Physiker Marcin Chrząszcz erforscht am Cern das Verhalten exotischer Elementarteilchen. Für die Datenanalysen hat er einen wissenschaftlichen Wettbewerb ausgeschrieben und Lösungen am Physik-Institut präsentiert.
Stefan Stöcklin
Datenanalyst Marcin Chrząszcz
«Fast nicht nachweisbar»: Physiker und Datenanalyst Marcin Chrząszcz beschäftigt sich mit extrem seltenen Zerfällen subatomarer Teilchen.

Der Teilchenphysiker Marcin Chrząszcz  - ausgesprochen Schratsch  – entspricht auf einen ersten flüchtigen Blick manchem Klischee, das gegenüber Physikern kursiert: Er ist intelligent, wirkt introvertiert und überlegt genau, bevor er auf Fragen antwortet. Doch sobald sein Forschungsthema angesprochen wird, das heisst Zerfälle von subatomaren Elementarteilchen, wird der ruhige Wissenschaftler leidenschaftlich.

Mit kräftiger Stimme erläutert er die Essenz seiner Arbeiten und unterstreicht mit den Armen das Gesagte: «Ich beschäftige mich mit Zerfällen von subatomare Teilchen wie B-Mesonen oder Tau-Leptonen». Die instabilen B-Mesonen enthalten Quarks und Antiquarks und sind Teil des Standardmodells der Teilchenphysik. Teil  des Standardmodells sind auch Leptonen, zu denen zum Beispeil stabile Teilchen wie das Elektron oder instabile Tauonen (Tau-Leptonen) gehören.

Reale und hypothetische Zerfälle derartiger Teilchen waren kürzlich Thema eines Symposiums über Data-Mining am Physik-Institut der UZH, das der Teilchenphysiker mitorganisiert hatte. Nun kommt der Datenanalyst in Fahrt: «Meine Kolleginnen und Kollegen haben Nachweisverfahren vorgestellt, um extrem seltene Zerfallsereignisse statistisch signifikant nachzuweisen.»

Detektoren am LHC

Marcin Chrząszcz ist PostDoc in der Arbeitsgruppe von Ueli Straumann und arbeitet die meiste Zeit im Cern bei Genf. Der Teilchenbeschleuniger LHC (Large Hadron Collider, LHC) ist sein Arbeitswerkzeug, genauer gesagt der LHCb-Detektor, einer von mehreren Nachweisapparaturen.

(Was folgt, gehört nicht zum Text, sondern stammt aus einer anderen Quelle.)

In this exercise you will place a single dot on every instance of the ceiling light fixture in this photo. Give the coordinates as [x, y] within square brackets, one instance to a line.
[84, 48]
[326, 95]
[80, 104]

Der Teilchenbeschleuniger machte vor drei Jahren mit dem erstmaligen Nachweis des Higgs-Bosons Schlagzeilen. Während das Higgs-Boson in zwei riesigen, haushohen Detektoren namens CMS und ATLAS nachgewiesen wurde, beschäftigen sich die Forschenden am kleineren LHCb-Detektor mit leichteren Teilchen, die in Quarks und Antiquarks zerfallen.

Die Messung seltener Zerfälle im LHCb-Detektor ist das tägliche Brot des polnischen Forschers. Und so kam er zusammem mit Kollegen auf die Idee, Aspekte des Forschungsgebiets zum Thema eines internationalen Kaggle-Wettbewerbs über Datenanalysen zu machen. Bei diesen Wettbewerben stellt man der wissenschaftlichen Community von Datenanalysten eine möglichst interessante Frage und prämiert danach in einem Wettbewerb die besten Lösungen. (Siehe Box zum Kaggle-Wettbewerb)

Extrem seltener Zerfall

«Wir stellten hypothetische Zerfälle von B-Mesonen und Tau-Leptonen zur Diskussion», sagt Marcin Chrząszcz. Konkret bestand die Aufgabe in der Entwicklung eines Programm, das allfällige Signale aus realen und hypothetischen Daten identifizieren können muss.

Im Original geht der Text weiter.